$\int \nabla\times\vec{F}\cdot{\hat{n}}ds=\iint(-\frac{\partial z}{\partial x}(\frac{\partial R}{\partial y}-\frac{\partial Q}{\partial z})-\frac{\partial z}{\partial y}(\frac{\partial P}{\partial z}-\frac{\partial R}{\partial x})+(\frac{\partial Q}{\partial x}-\frac{\partial P}{\partial y}))dxdy$
$\nabla\times\vec{F}=<\frac{\partial R}{\partial y}-\frac{\partial Q}{\partial z},\frac{\partial P}{\partial z}-\frac{\partial R}{\partial x},\frac{\partial Q}{\partial x}-\frac{\partial P}{\partial y}>$
${\hat{n}}ds=<-\frac{\partial z}{\partial x},-\frac{\partial z}{\partial y},1>dxdy$ I parameterize the surface $Z(x,y)=x+y$,$\vec{r}(x,y)=x\hat{i}+y\hat{y}+z(x,y)\hat{k}$,$d{s}=(\frac{\partial \vec{r}}{\partial x}\times\frac{\partial \vec{r}}{\partial y})dxdy$
${\hat{n}}ds=\frac{<-\frac{\partial z}{\partial x},-\frac{\partial z}{\partial y},1>}{\sqrt{(-\frac{\partial z}{\partial x})^2+(-\frac{\partial z}{\partial y})^2+1}}*\sqrt{(-\frac{\partial z}{\partial x})^2+(-\frac{\partial z}{\partial y})^2+1}dxdy=<-\frac{\partial z}{\partial x},-\frac{\partial z}{\partial y},1>dxdy$
I want to know how to convert to $\iint(\frac{\partial R}{\partial y}-\frac{\partial Q}{\partial z})dydz+(\frac{\partial P}{\partial z}-\frac{\partial R}{\partial x})dzdx+(\frac{\partial Q}{\partial x}-\frac{\partial P}{\partial y})dxdy$
Can I make the following comparison? $-\frac{\partial z}{\partial x}dxdy=dydz,-\frac{\partial z}{\partial y}dxdy=dzdx$
I don’t know if this is correct,I don’t see any intuition,I can’t think of how to connect.

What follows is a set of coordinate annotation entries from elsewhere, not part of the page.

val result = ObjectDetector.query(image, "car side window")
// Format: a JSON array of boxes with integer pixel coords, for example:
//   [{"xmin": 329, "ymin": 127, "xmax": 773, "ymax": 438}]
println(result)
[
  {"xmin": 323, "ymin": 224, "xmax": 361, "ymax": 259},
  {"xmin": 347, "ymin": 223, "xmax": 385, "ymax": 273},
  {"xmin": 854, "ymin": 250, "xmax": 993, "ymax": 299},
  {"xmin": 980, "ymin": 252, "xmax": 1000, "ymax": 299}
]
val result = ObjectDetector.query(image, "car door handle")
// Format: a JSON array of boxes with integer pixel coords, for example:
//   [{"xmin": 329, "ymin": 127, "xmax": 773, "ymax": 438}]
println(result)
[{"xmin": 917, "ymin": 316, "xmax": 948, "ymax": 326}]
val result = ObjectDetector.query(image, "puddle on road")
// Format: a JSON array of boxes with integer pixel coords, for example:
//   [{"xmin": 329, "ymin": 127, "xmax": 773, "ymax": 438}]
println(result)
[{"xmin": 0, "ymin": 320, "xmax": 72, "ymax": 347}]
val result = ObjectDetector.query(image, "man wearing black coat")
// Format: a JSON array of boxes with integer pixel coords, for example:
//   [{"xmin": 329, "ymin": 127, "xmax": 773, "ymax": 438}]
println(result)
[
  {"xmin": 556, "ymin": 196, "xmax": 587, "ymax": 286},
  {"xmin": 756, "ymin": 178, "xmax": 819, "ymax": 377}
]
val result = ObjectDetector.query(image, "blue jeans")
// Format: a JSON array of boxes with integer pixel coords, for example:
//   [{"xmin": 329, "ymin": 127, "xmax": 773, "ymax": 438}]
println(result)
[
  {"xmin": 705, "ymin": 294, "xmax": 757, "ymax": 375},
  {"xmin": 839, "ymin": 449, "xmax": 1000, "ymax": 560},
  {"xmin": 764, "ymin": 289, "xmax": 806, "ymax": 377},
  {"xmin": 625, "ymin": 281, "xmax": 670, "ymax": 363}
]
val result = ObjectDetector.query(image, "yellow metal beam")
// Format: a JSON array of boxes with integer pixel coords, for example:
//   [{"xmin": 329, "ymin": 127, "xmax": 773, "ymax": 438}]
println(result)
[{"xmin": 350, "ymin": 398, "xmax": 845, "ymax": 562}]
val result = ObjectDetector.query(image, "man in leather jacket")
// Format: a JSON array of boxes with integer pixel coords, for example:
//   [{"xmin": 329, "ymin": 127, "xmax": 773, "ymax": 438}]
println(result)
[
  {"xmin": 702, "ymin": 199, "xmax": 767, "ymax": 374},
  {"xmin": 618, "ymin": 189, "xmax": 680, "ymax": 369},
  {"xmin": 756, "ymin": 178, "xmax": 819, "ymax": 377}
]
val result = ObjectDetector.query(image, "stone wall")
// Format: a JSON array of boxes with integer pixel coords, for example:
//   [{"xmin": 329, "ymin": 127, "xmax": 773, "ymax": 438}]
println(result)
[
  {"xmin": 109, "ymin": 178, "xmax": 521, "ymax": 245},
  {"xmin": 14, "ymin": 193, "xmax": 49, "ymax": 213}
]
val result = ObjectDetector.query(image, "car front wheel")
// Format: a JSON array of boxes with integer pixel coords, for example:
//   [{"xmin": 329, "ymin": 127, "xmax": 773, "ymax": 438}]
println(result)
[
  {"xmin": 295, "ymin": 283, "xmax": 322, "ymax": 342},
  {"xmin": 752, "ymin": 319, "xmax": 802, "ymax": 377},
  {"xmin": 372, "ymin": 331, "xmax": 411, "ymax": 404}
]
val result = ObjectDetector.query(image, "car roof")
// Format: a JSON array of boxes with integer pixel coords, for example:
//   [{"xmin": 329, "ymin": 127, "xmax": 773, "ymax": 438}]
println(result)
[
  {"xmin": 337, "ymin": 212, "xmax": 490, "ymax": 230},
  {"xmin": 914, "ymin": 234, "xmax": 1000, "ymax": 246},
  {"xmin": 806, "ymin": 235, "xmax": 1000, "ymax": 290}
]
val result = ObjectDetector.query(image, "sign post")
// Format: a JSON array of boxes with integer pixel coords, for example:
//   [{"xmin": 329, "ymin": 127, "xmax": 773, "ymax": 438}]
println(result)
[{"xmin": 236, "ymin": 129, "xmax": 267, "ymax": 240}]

Can someone correct my errors and explain if there is a connection between them?
Thank you very much for your help
I think you should look up exterior calculus.
$dxdy$ is actually $dx\wedge dy$. It represents infinitesimal (2-d) parallelogram patches which the integral evaluates the integrand on, much like $dx$ in single variable calculus are 1-dimensional "steps" in the $X$ direction.
When the parallelogram is formed by taking 1 step in $X$ and 1 step in $Y$, its signed area is $dx\wedge dy$. This area value is the same as the value of $\overrightarrow{x}\times\overrightarrow{y}$ being $|\overrightarrow{x}||\overrightarrow{y}|\sin\theta$ with the signed measurement of $\theta$ according to the right-hand-rule. So it is anticommutative just like the cross product.
The corresponding patch $dz\wedge dy$ is thus $\frac{\partial z}{\partial x}dx\wedge dy$.